The patriarch, speaking to Fides, the news agency of the Congregation for the Evangelization of Peoples, commented on an executive action by U.S. President Donald Trump that temporarily stops from U.S. entry refugees from all over the world and migrants from seven countries in an attempt to review the screening process.

The document asks that once the ban is lifted, refugee claims based on religious persecution be prioritized.

Sako said any preferential treatment based on religion provides the kind of arguments used by those who diffuse “propaganda and prejudice that attack native Christian communities of the Middle East as ‘foreign bodies'” or as groups that are “supported and defended by Western powers.”

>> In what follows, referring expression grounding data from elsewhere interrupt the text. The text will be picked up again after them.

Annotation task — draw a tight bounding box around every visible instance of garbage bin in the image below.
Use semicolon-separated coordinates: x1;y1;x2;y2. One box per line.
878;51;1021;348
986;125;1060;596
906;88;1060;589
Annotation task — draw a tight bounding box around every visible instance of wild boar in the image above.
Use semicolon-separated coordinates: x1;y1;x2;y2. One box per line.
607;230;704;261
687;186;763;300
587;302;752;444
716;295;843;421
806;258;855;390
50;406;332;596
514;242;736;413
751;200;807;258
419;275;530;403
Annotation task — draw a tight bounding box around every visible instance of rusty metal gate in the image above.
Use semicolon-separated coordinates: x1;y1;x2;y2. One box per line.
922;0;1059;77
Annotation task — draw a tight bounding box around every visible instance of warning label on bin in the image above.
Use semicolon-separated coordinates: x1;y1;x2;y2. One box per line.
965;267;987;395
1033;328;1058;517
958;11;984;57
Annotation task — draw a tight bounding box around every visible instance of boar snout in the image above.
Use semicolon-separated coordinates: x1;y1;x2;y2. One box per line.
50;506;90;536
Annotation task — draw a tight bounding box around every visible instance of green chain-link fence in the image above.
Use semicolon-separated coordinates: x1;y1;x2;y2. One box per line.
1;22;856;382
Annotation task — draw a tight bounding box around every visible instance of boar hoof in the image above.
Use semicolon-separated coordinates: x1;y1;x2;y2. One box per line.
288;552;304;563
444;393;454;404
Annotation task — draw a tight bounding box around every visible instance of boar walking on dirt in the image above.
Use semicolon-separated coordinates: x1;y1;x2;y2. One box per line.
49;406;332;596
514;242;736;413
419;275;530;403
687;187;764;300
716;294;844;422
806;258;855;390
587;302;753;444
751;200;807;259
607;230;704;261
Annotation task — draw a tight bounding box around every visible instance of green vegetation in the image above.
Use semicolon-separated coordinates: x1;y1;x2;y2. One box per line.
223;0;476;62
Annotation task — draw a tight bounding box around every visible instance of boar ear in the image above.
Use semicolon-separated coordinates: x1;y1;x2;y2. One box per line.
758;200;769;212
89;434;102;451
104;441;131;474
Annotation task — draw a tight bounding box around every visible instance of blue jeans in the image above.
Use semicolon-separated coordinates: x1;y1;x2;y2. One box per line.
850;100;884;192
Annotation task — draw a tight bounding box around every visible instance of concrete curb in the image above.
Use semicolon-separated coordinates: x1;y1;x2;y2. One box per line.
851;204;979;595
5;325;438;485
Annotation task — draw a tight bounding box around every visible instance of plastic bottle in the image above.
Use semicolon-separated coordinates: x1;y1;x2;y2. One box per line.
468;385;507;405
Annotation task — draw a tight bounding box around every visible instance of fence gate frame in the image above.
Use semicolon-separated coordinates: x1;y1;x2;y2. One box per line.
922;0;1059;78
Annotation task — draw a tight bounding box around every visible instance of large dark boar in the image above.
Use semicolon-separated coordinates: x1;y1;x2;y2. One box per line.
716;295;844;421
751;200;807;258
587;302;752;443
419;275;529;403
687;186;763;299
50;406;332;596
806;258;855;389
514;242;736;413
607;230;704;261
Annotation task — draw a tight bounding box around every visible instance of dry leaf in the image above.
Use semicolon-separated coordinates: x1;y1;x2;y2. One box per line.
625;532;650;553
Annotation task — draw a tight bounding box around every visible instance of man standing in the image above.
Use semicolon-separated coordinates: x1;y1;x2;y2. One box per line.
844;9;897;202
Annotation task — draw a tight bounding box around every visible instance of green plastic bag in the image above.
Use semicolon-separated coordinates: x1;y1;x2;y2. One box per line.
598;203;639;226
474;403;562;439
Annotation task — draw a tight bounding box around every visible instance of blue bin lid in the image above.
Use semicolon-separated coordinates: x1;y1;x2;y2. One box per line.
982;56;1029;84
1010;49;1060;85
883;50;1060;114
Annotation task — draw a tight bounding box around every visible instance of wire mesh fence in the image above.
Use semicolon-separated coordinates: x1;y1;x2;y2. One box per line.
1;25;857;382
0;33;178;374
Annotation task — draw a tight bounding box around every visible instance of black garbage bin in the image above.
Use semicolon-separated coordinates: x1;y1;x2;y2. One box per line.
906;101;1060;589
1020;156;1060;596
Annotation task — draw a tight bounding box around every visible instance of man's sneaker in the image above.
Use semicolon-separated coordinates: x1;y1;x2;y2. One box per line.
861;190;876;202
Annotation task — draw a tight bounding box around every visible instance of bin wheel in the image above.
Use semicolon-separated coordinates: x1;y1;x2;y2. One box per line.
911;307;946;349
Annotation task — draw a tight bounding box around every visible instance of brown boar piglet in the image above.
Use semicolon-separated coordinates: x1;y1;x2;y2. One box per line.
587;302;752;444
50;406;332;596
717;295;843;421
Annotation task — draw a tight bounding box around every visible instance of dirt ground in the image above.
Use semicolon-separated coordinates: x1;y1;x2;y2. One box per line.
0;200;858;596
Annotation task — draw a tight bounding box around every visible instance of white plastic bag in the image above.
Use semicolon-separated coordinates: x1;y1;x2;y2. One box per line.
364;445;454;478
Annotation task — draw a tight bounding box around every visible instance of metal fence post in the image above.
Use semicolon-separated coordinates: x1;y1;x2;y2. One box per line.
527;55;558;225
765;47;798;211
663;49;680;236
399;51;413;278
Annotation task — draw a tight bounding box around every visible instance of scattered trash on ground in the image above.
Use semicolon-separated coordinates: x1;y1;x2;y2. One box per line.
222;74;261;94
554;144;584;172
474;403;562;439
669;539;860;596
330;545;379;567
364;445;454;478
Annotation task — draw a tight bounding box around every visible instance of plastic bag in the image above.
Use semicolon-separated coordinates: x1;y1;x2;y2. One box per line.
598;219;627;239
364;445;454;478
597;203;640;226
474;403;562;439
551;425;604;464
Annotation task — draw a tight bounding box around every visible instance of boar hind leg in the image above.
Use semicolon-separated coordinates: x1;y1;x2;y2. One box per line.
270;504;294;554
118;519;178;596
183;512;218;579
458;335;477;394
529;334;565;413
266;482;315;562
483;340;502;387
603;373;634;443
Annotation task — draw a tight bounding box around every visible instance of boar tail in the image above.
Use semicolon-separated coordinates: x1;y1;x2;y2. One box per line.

“These discriminating choices,” he said, “create and feed tensions with our Muslim fellow citizens. Those who seek help do not need to be divided according to religious labels. And we do not want privileges. This is what the Gospel teaches, and what was pointed out by Pope Francis, who welcomed refugees in Rome who fled from the Middle East, both Christians and Muslims without distinction.”

Cardinal Luis Antonio Tagle of Manila, Philippines, president of Caritas Internationalis, said any policy that gave priorities to Christians “might revive some of these animosities and might even pit Christians against Muslims, and that (also) might generate contrary action from the Muslims against Christians.”

“This is a time when we don’t want to add to the prejudice, the biases and even discriminatory attitudes evolving in the world,” he told Catholic News Service in Beirut on January 30 at the Caritas Lebanon headquarters.

Emphasizing that he had not read the text of the executive action, but only news reports, the Philippine cardinal said announcing a ban being applied to specific countries was akin to “labeling them — and the migrants coming from those countries — as possible threats to a country. I think it is quite a generalization that needs to be justified.”